İngiliz basınının tutumuna yeniden dönersek, Independent’ta şu başlıkta bir makale çıkmıştı, örneğin: “Erdoğan başarısız darbe girişimini seküler Türkiye’nin son unsurlarından kurtulmak için kullanıyor.”
Şimdi sadece batı basını değil, mesela batı basını üzerinde etkileyici olan Avrupa Parlamentosu gibi değişik kurumlar var. Burada darbede başarısızlığa uğramış bir batı vardı, Almanya özellikle, AB’nin Alman parantezi (Almanya, Hollanda, Avusturya, İsviçre) gibi yerlerde 16 Nisan referandumu öncesinde de kampanya süreçlerinde yakın bir şekilde gördük, bir kere kampanyaya izin vermediler. CHP’nin kampanyasında orkestra şefliği, maestroluk yaptılar, ama oradaki afişlerde, mesela İsviçre’de meşhur tabancalı bir afiş var.
Fransız basınına baktığımızda da aynı şekilde darbenin başarısızlığından sonra bir panik havası vardı.

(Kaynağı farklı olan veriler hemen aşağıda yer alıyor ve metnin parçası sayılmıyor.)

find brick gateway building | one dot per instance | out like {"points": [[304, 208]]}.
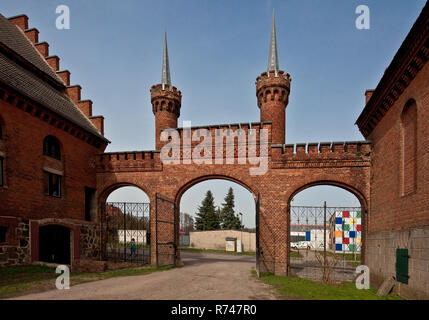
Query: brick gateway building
{"points": [[359, 167]]}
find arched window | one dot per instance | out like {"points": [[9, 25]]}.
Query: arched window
{"points": [[51, 147], [409, 147]]}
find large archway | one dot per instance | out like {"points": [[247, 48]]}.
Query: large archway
{"points": [[237, 234], [326, 235]]}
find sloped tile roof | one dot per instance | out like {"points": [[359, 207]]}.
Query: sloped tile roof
{"points": [[32, 85]]}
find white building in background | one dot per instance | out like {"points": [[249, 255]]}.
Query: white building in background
{"points": [[138, 235]]}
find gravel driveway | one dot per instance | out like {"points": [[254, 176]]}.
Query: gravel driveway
{"points": [[205, 276]]}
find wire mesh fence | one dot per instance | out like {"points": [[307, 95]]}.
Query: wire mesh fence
{"points": [[127, 226], [325, 242]]}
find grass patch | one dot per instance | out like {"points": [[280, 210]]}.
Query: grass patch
{"points": [[303, 289], [20, 280], [295, 254], [244, 253]]}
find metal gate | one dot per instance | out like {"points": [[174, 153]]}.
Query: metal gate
{"points": [[166, 231], [325, 242], [258, 251], [127, 232]]}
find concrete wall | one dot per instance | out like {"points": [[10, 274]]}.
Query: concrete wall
{"points": [[381, 259], [216, 239], [138, 235]]}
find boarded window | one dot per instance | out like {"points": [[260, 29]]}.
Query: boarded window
{"points": [[3, 233], [409, 148], [51, 147], [90, 204], [52, 184]]}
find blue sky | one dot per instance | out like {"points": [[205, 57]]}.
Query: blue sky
{"points": [[217, 49]]}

İsrail’i biliyorsunuz zaten, İsrail basınında zaman zaman İsrail hükümetinin dışında bazı şeyler çıkar ama genel çerçeve anlamında kendileriyle ilgili yönetimlerinin söylemlerinin dışına çıkmazlar. Haaretz’de şöyle bir başlık vardı: “Toplum, demokratik olmayan demokrasiyi askeri yönetime tercih etti.” Yani böyle yeni siyaset terimlerinin çıktığını da görüyoruz.

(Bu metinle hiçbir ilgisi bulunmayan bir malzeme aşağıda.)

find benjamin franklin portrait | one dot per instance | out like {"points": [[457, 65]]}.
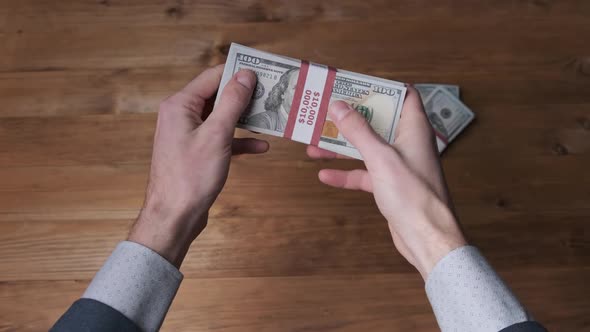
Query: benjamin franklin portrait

Bizim medyamızın televizyon ve yerel basında batı basınına demokrasi dersi verdiğini gördük. Şimdi önümüzdeki süreçte; “Vazgeçecekler mi?”; hayır vazgeçmeyecekler. Özellikle uluslararası basın 15 Temmuz öncesinde, MİT Tırları haberiyle, DEAŞ’a destek verme gibi argümanlarla ki kullandıkları argümanlar da FETÖ argümanları… Ama şunu gördüler: Medya gücü etkisiyle her şeyi yapamazlar. Mesela bunu ben Amerikan seçimlerinde Trump’ın kazandığında da bütün siyasi sonuçlardan bağımsız olarak, “Biz deriz, olur.” Böyle uluslararası alanda bir şey var ya, “biz kendi algı kontrolümüzle bunu yapabiliriz” bu kendi Amerikan seçimlerinde bu plan suya düştü olmadı. Bizdeki 15 Temmuz’da baktık, hayır, olmadı. Algı operasyonlarında işe yaramadı. Ama daha da bilendiler, mesela 15 Temmuz darbe girişiminin bastırılması, bizimle ilgili planlarından vazgeçtikleri anlamına gelmiyorsa, batı basınında da aynı şekilde burada devam edeceklerini düşüneceğiz.
Son cümlemi söyleyeyim, iletişim alanları kurmaktan, onlara ulaşmaya çalışmaktan, sabırla, yeni gazetecilik öğrencilerine, yeni nesile ulaşmaya çalışmaktan vazgeçmeyeceğiz. Bir kişiyi bile etkileme gücünüz varsa; her ne kadar karşıda bir önyargı varsa da, bir kere o önyargıyı kırmak üzere kararlı olmak, haklı olduğunuzu biliyorsanız, ayaklarınızın üzerinde duruyorsanız, oradan başlamak önemli bir etki olur diye düşünüyorum, bu konu üzerinde uzunca konuşulabilir ama bitirmem gerektiğinden beni dinlediğiniz için teşekkür ediyorum.
[1] Saadet Oruç’un 16 Temmuz 2018 tarihinde İstanbul Üniversitesinde düzenlenen 3. Uluslararası Darbe ile Mücadele ve 15 Temmuz Sempozyumunda sunduğu bildirisidir.